This is my entry in @fireawaymarmot's contest (week 2) to write a story based on his instrumental song "Lighthouses / Maggie's Table" - click here to hear the tune on Dsound
If you would like to enter, or to find out more about the contest, check out his post: @fireawaymarmot/write-from-my-music-contest-week-two
I have made the story acrostic, so if you take the first letter of each sentence it spells out the name of @fireawaymarmot's song.
Leaving the cold night behind him, Jim entered “Maggie's Table, Bar and Restaurant”. Inside it was warm, and Maggie gave him a little wave from her position behind the bar.
“Good evening, Jim,” Dave said, without looking up from the paper he was reading. He was sitting on his usual stool, his left arm resting on the bar. Throwing his hat, casually at the hat stand - it missed and flopped onto the floor, as it always did - Jim walked up to the bar and patted Dave on the shoulder.
“How’d you know it was me?” he asked.
“Obviously, it was you, Jim. Unless some other idiot had stolen that death trap of yours and driven it down here!”
Sliding his backside onto a stool next to Dave, Jim ordered a beer, one for his friend and whatever Maggie was drinking. Even though Maggie never drank behind the bar, Jim always insisted she put the money aside for a drink later. She took the change with a smile, mouthed “thank you,” and dropped the coins into a jar.
Maggie was Jim’s childhood sweetheart, and he secretly hoped one day they would get back together. Although he was doubtful it would happen, now - not now.
“Gotten too stuck in my ways to share my life with someone, now,” he said , whenever anyone asked if he minded living alone. “Glad to see folks in the bar, of an evening, but like to leave ‘em behind when I go home.”

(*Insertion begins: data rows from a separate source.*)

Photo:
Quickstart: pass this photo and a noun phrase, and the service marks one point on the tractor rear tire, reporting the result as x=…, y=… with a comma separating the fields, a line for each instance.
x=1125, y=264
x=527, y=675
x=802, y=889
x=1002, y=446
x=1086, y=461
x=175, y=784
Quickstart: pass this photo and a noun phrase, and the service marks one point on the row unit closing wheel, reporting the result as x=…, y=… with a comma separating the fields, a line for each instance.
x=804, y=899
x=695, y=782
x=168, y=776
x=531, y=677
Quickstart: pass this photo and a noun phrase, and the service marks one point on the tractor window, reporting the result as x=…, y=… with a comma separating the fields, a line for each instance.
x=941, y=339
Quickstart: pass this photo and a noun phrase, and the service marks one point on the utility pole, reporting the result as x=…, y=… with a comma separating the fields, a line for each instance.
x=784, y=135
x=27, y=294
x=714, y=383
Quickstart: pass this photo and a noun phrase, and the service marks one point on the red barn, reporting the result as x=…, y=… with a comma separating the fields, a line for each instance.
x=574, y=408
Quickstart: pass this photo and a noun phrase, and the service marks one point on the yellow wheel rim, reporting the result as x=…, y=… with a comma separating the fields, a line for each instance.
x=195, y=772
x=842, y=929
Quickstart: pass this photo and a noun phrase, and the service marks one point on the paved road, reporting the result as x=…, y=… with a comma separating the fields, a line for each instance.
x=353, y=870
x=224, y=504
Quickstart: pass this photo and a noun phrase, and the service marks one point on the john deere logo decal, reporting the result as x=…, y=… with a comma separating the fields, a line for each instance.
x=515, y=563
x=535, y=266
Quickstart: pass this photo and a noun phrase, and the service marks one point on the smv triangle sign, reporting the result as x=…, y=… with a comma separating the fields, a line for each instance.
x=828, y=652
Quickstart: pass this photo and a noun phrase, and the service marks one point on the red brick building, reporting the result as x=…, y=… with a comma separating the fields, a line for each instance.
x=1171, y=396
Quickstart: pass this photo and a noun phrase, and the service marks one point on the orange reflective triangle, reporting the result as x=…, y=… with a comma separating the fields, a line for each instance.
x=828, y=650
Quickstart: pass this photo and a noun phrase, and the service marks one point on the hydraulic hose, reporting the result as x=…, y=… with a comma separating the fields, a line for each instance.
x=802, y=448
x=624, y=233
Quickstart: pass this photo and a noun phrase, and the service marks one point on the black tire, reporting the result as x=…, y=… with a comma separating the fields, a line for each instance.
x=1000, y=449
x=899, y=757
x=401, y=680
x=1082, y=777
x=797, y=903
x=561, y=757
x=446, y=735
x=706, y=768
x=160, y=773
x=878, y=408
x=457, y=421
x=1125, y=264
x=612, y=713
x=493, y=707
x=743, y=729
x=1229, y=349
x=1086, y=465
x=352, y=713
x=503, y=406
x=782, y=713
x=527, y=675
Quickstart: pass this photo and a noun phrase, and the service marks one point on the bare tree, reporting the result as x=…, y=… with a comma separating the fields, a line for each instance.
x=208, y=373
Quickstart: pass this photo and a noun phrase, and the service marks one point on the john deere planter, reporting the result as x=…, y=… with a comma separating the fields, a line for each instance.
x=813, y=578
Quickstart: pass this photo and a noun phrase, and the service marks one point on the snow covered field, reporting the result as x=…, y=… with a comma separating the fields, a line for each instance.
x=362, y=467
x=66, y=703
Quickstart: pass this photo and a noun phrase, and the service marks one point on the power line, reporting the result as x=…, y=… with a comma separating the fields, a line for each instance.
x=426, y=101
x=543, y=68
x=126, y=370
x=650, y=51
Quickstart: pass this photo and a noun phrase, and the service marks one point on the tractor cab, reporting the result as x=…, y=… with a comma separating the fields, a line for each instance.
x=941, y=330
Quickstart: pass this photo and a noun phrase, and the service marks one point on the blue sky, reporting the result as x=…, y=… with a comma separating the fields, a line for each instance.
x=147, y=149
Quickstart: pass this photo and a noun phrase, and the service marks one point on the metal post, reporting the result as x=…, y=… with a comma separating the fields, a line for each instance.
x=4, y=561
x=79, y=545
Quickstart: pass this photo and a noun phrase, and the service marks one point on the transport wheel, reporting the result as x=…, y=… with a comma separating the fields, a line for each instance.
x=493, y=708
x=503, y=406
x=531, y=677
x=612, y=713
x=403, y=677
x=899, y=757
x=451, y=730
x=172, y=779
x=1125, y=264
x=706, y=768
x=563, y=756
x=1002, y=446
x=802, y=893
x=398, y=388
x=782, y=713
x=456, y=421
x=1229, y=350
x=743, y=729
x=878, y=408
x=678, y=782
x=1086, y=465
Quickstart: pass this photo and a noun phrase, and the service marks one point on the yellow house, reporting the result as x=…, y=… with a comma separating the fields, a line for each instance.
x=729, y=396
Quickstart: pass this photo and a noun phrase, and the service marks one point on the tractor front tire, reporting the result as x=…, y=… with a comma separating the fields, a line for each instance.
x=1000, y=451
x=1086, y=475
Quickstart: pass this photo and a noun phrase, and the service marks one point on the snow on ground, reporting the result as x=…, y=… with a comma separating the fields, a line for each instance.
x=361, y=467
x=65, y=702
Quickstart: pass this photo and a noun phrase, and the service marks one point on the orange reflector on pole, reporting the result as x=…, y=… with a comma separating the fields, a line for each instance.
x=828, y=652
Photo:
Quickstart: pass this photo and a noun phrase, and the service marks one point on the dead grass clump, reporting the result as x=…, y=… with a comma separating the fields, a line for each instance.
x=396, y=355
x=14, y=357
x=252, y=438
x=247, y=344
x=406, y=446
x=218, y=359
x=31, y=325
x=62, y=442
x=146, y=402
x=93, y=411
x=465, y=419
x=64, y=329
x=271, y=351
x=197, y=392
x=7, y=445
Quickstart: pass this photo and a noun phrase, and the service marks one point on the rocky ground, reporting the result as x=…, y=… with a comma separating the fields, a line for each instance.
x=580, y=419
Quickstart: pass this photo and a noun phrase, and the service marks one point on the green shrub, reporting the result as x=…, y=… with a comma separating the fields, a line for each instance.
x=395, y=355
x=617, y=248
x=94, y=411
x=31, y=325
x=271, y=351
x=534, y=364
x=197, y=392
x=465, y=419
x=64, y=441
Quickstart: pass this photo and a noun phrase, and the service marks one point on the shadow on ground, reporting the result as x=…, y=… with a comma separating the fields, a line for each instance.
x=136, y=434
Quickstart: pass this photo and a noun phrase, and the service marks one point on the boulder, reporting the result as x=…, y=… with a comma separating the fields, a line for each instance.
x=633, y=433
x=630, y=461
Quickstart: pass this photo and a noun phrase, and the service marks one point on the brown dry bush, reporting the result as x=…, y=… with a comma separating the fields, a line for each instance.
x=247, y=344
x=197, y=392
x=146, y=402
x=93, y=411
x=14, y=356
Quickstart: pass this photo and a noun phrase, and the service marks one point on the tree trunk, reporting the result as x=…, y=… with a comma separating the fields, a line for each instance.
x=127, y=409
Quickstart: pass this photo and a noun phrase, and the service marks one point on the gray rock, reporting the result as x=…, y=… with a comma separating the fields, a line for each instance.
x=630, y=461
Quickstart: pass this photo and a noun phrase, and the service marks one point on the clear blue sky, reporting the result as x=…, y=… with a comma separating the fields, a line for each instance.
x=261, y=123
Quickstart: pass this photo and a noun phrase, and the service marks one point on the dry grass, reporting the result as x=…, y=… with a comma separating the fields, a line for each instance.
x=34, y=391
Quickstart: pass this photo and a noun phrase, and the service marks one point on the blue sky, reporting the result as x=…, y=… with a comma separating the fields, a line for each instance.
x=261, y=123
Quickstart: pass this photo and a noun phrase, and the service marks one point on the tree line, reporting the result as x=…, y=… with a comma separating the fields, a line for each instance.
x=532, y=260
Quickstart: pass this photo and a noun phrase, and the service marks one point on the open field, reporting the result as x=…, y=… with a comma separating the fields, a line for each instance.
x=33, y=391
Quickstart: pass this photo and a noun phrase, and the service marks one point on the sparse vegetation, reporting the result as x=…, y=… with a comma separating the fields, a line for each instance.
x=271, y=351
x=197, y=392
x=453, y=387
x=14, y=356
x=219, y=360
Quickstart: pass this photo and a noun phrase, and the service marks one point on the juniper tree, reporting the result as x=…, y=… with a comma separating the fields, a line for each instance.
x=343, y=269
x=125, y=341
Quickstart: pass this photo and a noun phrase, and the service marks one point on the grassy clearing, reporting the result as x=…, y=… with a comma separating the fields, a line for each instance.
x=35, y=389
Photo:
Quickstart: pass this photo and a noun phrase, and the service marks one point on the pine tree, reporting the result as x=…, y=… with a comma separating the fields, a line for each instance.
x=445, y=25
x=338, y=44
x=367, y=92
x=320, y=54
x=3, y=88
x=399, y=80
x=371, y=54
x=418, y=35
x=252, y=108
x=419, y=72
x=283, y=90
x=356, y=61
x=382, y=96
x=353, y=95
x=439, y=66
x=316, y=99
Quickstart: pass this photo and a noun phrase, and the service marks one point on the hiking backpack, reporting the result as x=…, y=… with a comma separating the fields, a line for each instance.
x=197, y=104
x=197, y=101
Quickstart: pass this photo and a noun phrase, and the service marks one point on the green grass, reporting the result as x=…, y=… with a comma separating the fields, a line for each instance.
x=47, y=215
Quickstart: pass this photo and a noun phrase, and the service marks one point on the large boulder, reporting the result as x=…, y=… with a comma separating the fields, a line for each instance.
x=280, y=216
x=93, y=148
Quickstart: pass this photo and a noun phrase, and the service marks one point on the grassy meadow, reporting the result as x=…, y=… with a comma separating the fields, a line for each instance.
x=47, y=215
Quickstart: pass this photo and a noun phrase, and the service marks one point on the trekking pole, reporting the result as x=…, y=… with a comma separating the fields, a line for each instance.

It was true, he did enjoy his own company, but he also wondered if he had missed out on an important experience of life by being so damn stubborn.
“Even crotchety old bastards like you deserve love,” Maggie had said to him, once, a sad half-smile on her lips.
“So do sullen old serving wenches, like you,” he had responded.
They had laughed loud and hard, but when Jim left the bar that night, he couldn’t help but think he had missed yet another opportunity.
About eleven o’clock - as usual - Dave finished his drink and wished them both a good night, and left the bar.
“Better be off too,” Jim said, picking up his hat from the floor. “Let you finish off here and get to bed.”
Exiting the bar, he thought he heard Maggie call his name, but he knew it was probably just wishful thinking, and let the door close gently, behind him.